The revision entailed a complete restructuring of the introduction of Part 6 of the Ethical and Religious Directives for Catholic Health Care Services (ERDs), and the new introduction recalls the Church’s overall mission of healing as expressed through the ERDs.

Part Six of the ERD is in regard to Forming New Partnerships with Health Care Organizations and Providers.

Established in 2009, the ERDs instruct Catholic hospitals how to operate in accord with Church teaching, and they have been at the center of numerous attempts nationwide to force them to provide services in conflict with Church teaching, including abortion and sterilization.

“When considering a collaboration, Catholic health care administrators should seek first to establish arrangements with Catholic institutions or other institutions that operate in conformity with the Church’s moral teaching,” the introduction states in part. “It is not uncommon, however, that arrangements with Catholic institutions are not practicable and that, in pursuit of the common good, the only available candidates for collaboration are institutions that do not operate in conformity with the Church’s moral teaching.”

“Such collaborative arrangements can pose particular challenges if they would involve institutional connections with activities that conflict with the natural moral law, church teaching, or canon law,” it goes on to state. “Immoral actions are always contrary to ‘the singular dignity of the human person, the only creature that God has wanted for its own sake.’”

The intro to part 6 continues:

“It is precisely because Catholic health care services are called to respect the inherent dignity of every human being and to contribute to the common good that they should avoid, whenever possible, engaging in collaborative arrangements that would involve them in contributing to the wrongdoing of other providers.”

In its discussion of the collaborative arrangements between Catholic and non-Catholic institutions and healthcare systems, the new introduction to Part Six also includes a description of the principles governing cooperation in evil. The language in the description is derived from the magisterial teaching of the Church, in particular Pope St. John Paul II and Evangelium Vitae #74.

Some of the existing directives were also reordered and revised, and the number of directives increased from six to 10.

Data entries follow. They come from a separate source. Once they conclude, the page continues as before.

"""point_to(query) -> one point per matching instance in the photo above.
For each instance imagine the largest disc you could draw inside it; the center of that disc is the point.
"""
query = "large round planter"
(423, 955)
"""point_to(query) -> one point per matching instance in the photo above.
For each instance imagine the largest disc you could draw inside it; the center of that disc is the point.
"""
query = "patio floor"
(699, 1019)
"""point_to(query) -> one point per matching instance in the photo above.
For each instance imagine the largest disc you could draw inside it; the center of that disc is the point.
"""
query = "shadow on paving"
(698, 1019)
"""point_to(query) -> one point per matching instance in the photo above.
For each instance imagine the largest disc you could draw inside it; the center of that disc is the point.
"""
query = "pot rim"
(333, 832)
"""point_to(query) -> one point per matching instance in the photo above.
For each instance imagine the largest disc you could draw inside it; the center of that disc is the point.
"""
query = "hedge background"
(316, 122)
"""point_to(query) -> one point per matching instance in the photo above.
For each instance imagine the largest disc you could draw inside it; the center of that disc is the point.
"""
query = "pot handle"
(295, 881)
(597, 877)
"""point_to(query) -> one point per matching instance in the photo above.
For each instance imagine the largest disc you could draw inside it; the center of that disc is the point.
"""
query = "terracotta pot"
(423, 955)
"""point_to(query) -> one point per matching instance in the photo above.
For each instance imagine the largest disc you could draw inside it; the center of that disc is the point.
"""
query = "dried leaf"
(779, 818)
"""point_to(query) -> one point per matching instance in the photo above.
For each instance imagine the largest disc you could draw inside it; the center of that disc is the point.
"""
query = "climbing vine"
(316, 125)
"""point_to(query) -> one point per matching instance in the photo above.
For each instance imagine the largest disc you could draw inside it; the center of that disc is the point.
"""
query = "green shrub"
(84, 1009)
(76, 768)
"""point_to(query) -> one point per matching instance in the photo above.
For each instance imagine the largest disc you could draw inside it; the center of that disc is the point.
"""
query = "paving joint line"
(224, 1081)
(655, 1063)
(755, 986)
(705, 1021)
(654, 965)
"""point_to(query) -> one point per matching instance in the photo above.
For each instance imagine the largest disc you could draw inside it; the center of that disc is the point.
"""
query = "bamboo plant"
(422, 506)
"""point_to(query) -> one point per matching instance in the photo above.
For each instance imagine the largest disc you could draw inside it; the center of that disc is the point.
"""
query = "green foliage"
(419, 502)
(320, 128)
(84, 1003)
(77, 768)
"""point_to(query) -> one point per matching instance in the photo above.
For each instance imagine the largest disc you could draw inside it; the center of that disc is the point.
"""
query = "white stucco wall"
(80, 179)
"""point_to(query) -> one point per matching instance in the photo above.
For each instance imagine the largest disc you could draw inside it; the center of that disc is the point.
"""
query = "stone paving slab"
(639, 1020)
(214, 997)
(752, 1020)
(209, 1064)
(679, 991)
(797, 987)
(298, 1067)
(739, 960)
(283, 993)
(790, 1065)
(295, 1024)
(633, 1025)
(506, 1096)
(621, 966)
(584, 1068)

“These changes address how cooperation should be evaluated morally when these partnerships are being affected,” said Worcester Bishop Robert McManus, chair of Subcommittee for Health Care Issues.

The issue that led to the revision was the governing authority of bishops over hospitals that belong to a trans-jurisdictional hospital system.

Bishop McManus detailed the action item’s history for the Bishops.

In 2013, the USCCB’s Doctrine Committee sent dubium to the Congregation for the Doctrine of the Faith with questions regarding the transformation of a Catholic health-care system into a non-Catholic system.

The CDF responded in 2014, not in the usual affirmative or negative to the dubium, instead with the document titled Some principles for Collaboration with Non-Catholic Entities in the Provision of Healthcare Services, with a total of 17 principles.

The Doctrine Committee then looked at incorporating the principles into the introduction to the Directives and the Directives themselves.

A November 2014 proposal implementing the process gained approved, and the vision team formed to begin the revision.

Over the next several years, several drafts were made and numerous parties consulted, including the USCCB’s Committee on Canonical Affairs, the Sub-Committee on Healthcare Issues, the Committee on Laity, Marriage, Family, Life and Youth, the Committee on Pro-Life Activities and the Ad-Hoc Committee for Religious Liberty.

Other Catholic medical entities involved have been the Alliance for Healthcare, the Catholic Health Association, the Catholic Medical Association and the National Catholic Bioethics Center.

Also consulted in the process were the three largest healthcare systems in the country — Ascension Healthcare, Christus Healthcare, and Trinity Health.

The Bishops voted 183-2 in favor, with two abstaining, of the revised text of Part Six of the Ethical and Religious Directives for Catholic Health Care Services.